HJA Residency Day 8

Thoughts on Gouache

Aaaargh, Gouache!

Thoughts on Gouache

This morning is my last studio session for this stint of the residency. Although I am not satisfied with the result of working this painting/sketch for 8 mornings, I am satisfied with the effort. I felt that the struggle with the materials oftentimes dominated the process, but it also allowed me to experiment more than I may have if I had been using materials I felt more comfortable manipulating. Never feeling satisfied allowed me to obliterate parts of the painting that needed obliterating more readily. I wasn’t attached to anything. That’s usually a positive thing because it’s easy to get hung up on a particular aspect of a piece because you like it. You keep it when it isn’t serving the painting as a whole.

This morning I mentally committed to try at least one more foray into gouache, but I plan approach it in a far different way than I had in this one. With this painting, in a roundabout way, I confirmed what I had thought about these bark beetle galleries. I want to see them isolated from their material source, the wood. I started to do that more with this painting as I toned down the busyness of the background. Now I want to see what it would look like to eliminate the background entirely. I have chosen to try this with gouache because I find it to be better medium to draw with rather than to paint. I found it so cumbersome to try to paint with that I will not be tempted to create a ‘painting.’ I can more easily keep in minimal and that’s what I’m going for.

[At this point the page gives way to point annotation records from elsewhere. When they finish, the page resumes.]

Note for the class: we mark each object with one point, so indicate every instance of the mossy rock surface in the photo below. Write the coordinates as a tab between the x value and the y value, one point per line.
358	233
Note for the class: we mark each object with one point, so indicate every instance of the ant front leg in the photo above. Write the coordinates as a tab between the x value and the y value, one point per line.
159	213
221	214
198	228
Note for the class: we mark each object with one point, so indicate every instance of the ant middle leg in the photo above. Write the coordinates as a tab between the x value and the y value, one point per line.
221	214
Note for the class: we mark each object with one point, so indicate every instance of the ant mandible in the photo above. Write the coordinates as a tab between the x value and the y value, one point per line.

The reason I want to isolate the beetle galleries is because the more I studied them, the more I came to see them as a form of text that we don’t know how to read. We can recognize it for what it is, but we can’t interpret it. The beetles’ line work is like an intentional, elaborate graffiti drawing on a log. It’s an epic poem written throughout the forest with every piece being at the same time, a continuation of one that came before it and a unique beginning and conclusion simultaneously. It is, as Pascal said of nature, ‘…an infinite sphere, whose center is everywhere and whose circumference is nowhere.’